Connaissez-vous la bigorexie ? Il s’agit d’une « dépendance à l’activité physique, résultant d’une pratique excessive du sport. » Ils sont peu nombreux les sportifs qui en parlent ouvertement. « Ce n’est pas que cela soit tabou », nous explique Pierre Houin. « C’est surtout que les sportifs de haut niveau en particulier ne voient pas le mal qu’il pourrait y avoir à faire trop de sport. »

Pierre Houin a 30 ans. Il est un très grand champion en aviron. Dix années de très haut niveau, champion olympique à Rio 2016, quatre fois champion du monde, trois fois champion d’Europe. Il a mis fin à sa carrière en 2021. Aujourd’hui, il est à la tête du club d’aviron de Toul en Meurthe-et-Moselle.

Il a été coordonnateur des équipements sportifs sur le bassin de Vaires-sur-Marne pour le comité d’organisation des Jeux olympiques et paralympiques de Paris 2024. Il continue de pratiquer et participe à des compétitions indoor.

Anorexie athlétique

Il est l’un des rares grands sportifs à vouloir partager son expérience liée à la bigorexie et plus exactement à ce qu’il nomme « l’anorexie athlétique » : « Quand on parle du sport et qu’on aborde la question de l’addiction, c’est souvent pour les produits dopants. Mais il y a aussi parfois une forme d’addiction. Je l’ai touchée du bout des doigts à un moment donné, en fin de carrière. Il y avait un poids à maintenir, donc un régime permanent et la pratique de la discipline qui exige un volume conséquent en termes d’entraînement. On a tendance à vouloir en faire de plus en plus pour être meilleur que les autres. On essaie de se laisser toujours un peu plus de marge sur la balance. C’est le moment où on peut basculer dans la bigorexie. »

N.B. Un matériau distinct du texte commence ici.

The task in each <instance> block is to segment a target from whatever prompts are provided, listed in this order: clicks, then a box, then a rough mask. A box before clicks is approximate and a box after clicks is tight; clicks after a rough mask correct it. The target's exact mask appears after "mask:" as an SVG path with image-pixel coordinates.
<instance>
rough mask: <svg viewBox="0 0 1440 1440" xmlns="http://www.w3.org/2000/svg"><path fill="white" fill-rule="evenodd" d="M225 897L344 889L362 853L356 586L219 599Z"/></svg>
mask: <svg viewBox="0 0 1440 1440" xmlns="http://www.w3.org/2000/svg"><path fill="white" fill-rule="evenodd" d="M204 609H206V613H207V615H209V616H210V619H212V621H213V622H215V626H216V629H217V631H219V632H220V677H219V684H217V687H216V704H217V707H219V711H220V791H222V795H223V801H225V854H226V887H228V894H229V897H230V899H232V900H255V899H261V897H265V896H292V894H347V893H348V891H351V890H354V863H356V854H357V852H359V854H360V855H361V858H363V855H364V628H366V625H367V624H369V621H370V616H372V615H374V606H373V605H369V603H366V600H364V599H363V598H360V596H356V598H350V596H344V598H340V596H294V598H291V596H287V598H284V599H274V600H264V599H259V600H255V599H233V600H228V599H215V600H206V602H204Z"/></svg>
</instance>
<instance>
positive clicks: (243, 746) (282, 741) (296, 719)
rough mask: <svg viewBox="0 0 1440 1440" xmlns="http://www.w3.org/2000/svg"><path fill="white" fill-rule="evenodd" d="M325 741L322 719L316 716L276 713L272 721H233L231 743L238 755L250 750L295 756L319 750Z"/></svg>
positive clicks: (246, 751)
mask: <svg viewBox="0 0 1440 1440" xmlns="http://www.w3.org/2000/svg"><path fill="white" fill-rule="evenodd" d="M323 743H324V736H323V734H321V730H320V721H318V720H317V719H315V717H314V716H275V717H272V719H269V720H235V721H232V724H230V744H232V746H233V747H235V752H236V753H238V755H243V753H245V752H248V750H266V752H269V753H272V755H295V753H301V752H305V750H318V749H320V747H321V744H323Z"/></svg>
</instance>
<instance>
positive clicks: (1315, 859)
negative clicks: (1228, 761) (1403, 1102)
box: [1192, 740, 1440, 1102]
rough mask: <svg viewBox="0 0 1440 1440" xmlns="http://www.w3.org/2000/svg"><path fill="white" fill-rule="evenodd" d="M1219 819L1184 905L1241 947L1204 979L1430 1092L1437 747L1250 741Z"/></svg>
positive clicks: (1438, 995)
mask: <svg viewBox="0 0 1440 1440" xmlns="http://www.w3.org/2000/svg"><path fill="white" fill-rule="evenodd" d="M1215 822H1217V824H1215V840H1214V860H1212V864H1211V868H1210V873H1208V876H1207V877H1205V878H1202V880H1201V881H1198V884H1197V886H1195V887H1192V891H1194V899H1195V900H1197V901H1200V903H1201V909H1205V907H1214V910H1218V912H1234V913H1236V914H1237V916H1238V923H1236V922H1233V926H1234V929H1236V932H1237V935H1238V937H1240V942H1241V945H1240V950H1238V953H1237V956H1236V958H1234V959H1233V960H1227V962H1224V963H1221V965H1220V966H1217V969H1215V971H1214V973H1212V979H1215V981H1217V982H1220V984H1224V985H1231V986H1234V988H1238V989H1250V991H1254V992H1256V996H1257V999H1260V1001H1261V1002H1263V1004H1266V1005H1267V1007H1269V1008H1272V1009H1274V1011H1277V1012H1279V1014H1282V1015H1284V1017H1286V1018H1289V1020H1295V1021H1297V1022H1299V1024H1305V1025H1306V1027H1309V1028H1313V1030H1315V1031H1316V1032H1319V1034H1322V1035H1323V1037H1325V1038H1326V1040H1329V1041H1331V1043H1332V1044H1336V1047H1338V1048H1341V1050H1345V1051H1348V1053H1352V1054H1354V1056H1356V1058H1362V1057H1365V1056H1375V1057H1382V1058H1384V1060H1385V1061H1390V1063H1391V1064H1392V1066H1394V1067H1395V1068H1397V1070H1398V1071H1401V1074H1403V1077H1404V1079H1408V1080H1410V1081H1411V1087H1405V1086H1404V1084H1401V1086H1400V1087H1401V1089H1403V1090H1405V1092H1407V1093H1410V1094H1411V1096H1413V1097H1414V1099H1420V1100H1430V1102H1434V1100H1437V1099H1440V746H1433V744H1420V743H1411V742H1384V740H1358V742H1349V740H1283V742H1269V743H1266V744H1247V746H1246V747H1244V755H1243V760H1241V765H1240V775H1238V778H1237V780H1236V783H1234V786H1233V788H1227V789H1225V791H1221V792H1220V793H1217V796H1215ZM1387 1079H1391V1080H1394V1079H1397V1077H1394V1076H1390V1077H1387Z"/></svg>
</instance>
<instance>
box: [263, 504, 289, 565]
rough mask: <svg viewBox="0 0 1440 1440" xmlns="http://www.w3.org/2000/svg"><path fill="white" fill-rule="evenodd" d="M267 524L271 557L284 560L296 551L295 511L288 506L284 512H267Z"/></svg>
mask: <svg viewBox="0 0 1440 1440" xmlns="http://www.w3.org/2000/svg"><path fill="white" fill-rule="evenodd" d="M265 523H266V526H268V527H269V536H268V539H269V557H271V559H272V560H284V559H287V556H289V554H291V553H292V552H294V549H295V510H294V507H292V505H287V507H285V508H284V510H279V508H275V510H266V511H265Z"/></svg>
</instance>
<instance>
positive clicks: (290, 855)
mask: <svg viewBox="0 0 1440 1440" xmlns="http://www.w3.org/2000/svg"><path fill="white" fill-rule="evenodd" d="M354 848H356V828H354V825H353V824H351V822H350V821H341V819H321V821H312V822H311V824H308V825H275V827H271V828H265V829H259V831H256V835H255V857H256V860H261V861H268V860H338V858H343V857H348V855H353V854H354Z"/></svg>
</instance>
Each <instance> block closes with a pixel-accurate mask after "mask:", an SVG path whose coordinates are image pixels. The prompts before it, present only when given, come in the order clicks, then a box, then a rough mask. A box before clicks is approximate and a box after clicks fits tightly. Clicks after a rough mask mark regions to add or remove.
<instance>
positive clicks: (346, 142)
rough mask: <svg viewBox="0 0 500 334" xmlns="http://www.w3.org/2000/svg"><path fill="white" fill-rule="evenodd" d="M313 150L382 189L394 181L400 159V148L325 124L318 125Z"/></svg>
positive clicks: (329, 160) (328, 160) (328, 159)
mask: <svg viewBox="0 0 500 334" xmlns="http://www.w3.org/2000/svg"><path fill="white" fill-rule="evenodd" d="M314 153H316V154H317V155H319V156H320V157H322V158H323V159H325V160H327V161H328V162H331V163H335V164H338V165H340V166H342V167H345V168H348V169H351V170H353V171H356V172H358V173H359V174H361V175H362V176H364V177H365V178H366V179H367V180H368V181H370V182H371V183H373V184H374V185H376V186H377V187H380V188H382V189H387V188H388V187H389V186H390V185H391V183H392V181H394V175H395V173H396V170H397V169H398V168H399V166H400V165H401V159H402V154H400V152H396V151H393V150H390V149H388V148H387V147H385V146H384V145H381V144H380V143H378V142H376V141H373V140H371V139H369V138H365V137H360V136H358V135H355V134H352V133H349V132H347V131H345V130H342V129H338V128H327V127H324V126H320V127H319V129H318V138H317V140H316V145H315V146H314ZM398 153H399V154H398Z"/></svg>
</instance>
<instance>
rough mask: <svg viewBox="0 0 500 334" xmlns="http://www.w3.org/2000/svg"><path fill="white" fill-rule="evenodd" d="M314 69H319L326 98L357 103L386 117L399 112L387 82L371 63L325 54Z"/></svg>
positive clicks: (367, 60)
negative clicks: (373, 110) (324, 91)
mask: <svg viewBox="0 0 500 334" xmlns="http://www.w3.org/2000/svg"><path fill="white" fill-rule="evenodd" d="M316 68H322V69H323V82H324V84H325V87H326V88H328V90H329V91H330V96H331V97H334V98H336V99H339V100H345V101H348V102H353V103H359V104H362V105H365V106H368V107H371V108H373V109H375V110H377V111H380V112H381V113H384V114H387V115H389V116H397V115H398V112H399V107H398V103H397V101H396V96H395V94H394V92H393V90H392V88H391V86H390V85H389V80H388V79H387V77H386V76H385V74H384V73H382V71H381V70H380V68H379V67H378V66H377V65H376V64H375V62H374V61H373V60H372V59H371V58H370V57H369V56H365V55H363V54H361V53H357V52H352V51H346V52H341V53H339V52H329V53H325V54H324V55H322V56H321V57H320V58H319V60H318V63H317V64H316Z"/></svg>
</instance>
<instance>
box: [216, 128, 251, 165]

Pierre Houin a eu la chance d’être bien entouré sur le plan personnel et familial en particulier. Sa compagne lui a fait prendre conscience des choses. « Je me suis rendu compte qu’il n’était plus nécessaire de m’entraîner autant. Pour autant, je continuais à pratiquer. Je me suis blessé. J’ai eu une fracture de fatigue alors que ça ne m’était jamais arrivé et que je m’entraînais moins. J’ai compris qu’il fallait que j’écoute mon corps. Juste avant, il y a eu diverses petites blessures. En y réfléchissant, on s’aperçoit qu’on a une forme d’irritabilité aussi qui s’installe quand on n’arrive pas à pratiquer le volume qu’on souhaite pratiquer. On le sait, le sport de très haut niveau comporte des risques. On doit écouter son corps. »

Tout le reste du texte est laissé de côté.